Monday, January 1, 2018


 January 1, 2018: NEW YEAR, NEW MAN

          Politics? People much more knowledgeable than me are covering the ground very well. I recommend anything my friend Lucian Truscott IV writes on the subject.

          I won't give politics up entirely, but my life has changed. We bought a new house, sold the old. Now we live a mile east from our previous house, we back on a wooded preserve, oak trees cover our back yard and part of our front, we don't have a lawn, can't grow a garden, and it completely changed my life. For one thing, a muse has perched on my shoulder, apparently, and I'm writing poems again. Lots of them. In my old age. Who would have thought it? And they're good, too. A total surprise. The interior of our old house was furnished like an old house, with traditional things, a wing chair to read in, an old oak chair, a Morris chair, a library table, a kind of open cabinet for our vinyl records that I made myself, a large Spanish Renaissance style of dining room table, and six bookcases floor to ceiling. Plus a leather couch. We still have the couch, it's a Herman Miller, and the table for our vinyl records, and the Morris chair is now in my office, but everything else is new--and Midcentury Modern. A longtime dream of Lorraine's. Now she has it. My son has the library table, made about 1810. The wing chair went to Junk. So did the dining room table. We still have the bookcases, of course, but I sold and donated 1,000 of the books.

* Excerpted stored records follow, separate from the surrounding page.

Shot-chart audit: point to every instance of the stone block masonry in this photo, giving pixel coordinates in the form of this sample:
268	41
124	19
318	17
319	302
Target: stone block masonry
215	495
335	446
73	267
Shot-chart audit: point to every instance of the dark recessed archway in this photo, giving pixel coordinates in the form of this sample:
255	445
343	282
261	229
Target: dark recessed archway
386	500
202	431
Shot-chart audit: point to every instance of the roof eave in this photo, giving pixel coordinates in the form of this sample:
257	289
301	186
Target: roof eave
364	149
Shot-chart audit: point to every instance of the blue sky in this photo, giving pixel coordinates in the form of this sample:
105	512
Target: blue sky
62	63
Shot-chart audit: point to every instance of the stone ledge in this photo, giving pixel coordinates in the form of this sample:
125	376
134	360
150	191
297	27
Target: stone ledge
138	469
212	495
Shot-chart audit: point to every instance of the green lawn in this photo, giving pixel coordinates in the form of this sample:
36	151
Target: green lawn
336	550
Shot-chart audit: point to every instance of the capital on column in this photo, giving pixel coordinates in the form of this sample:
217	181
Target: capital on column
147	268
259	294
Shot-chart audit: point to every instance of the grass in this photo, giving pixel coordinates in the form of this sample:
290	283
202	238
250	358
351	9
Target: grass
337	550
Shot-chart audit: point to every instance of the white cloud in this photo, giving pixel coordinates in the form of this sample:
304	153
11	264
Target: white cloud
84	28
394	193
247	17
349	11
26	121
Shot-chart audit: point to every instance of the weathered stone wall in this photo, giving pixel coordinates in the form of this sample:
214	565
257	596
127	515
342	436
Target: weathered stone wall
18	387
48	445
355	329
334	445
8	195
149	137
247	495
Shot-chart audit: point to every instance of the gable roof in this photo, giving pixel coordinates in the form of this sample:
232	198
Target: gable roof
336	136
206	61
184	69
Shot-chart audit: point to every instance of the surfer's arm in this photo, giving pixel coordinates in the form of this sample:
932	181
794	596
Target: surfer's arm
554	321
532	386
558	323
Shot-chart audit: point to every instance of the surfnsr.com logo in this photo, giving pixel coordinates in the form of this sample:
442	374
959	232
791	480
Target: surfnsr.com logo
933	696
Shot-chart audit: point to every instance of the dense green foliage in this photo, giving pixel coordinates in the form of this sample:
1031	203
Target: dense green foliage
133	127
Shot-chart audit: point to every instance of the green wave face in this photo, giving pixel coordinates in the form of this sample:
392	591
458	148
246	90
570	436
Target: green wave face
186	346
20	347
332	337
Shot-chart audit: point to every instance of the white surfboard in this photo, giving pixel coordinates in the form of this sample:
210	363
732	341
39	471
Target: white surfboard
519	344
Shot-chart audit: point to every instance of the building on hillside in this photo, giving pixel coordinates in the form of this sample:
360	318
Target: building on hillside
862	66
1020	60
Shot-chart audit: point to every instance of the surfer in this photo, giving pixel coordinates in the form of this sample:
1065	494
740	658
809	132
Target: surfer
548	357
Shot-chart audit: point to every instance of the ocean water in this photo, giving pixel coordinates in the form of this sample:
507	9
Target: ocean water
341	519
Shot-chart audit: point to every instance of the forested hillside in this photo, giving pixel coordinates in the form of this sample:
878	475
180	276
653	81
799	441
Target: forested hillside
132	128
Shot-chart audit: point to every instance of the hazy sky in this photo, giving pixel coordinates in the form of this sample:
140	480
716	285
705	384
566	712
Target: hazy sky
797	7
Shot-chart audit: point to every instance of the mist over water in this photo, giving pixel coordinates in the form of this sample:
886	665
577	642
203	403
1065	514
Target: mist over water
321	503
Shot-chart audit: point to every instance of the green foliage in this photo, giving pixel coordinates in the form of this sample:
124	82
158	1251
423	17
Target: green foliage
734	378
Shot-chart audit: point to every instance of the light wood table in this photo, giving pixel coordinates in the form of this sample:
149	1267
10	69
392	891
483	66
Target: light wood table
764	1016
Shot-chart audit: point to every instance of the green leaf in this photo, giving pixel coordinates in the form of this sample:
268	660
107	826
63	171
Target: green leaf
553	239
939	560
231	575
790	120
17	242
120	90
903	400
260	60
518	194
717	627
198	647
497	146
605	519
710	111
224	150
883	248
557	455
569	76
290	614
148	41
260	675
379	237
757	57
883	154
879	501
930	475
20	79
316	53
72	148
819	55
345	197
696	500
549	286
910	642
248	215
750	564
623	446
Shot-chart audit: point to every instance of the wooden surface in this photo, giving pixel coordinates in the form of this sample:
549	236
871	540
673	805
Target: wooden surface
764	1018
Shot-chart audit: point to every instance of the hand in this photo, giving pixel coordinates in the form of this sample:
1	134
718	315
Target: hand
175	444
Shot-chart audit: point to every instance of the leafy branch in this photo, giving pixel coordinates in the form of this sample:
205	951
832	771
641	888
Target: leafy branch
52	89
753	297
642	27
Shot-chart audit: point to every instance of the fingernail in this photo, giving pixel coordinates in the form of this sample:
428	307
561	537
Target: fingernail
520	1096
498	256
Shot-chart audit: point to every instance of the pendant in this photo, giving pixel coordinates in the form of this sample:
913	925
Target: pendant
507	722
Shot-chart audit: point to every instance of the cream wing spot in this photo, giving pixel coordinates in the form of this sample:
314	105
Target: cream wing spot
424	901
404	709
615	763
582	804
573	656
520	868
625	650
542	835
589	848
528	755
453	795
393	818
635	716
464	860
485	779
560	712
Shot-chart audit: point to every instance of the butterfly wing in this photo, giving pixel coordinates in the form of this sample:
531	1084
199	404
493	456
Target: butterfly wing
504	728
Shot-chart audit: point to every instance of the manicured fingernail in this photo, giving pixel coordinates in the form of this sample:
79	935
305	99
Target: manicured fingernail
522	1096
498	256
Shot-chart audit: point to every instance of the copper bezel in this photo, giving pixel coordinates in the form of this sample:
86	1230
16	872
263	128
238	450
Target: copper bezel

          Wild turkeys come to our feeder. We have light in the house, a great deal, with skylights, very large windows, and a kind of spareness.

          I'm reading more than I have in years. Borges. American history. "Ancilla to the Pre-Socratic Philosophers." I'm reading more poetry. Ford's The Good Soldier, one of the great novels, last read in college. The metaphysical poets of the 17th century. A book about the role of gold in American history. TV becomes less and less interesting. Soon, the Letters of John Keats, which I have in the great Hyder Rollins edition, two volumes. All of this reminds me that I came out of a tradition, a long one, European and American civilization and its byways. I just bought David Ferry's translation of the Aeneid, which I've never read. David Ferry is the best translator of the classics in our time. These are my sources, my identity. These are the things that were revelations when I first came across them, these are the things that recognized who I was.

          It feels like I've come home at last.

          When I write this blog in the future, then, these are the kinds of things I'll be writing about. For the few who follow me, be warned. You can only score so many points against Donald Trump. Being so shallow a human being, so little and petty a person, there's only so much you can say about him before you exhaust the subject. He will be known as our worst and most destructive president, doing his best to destroy 80 years of progress, starting with Social Security, moving on to the basic institutions the nation has evolved since the Great Depression, and hugely diminishing our global role. The American dream is dead. It's time to wake up from it. Me, I'm going back to the future.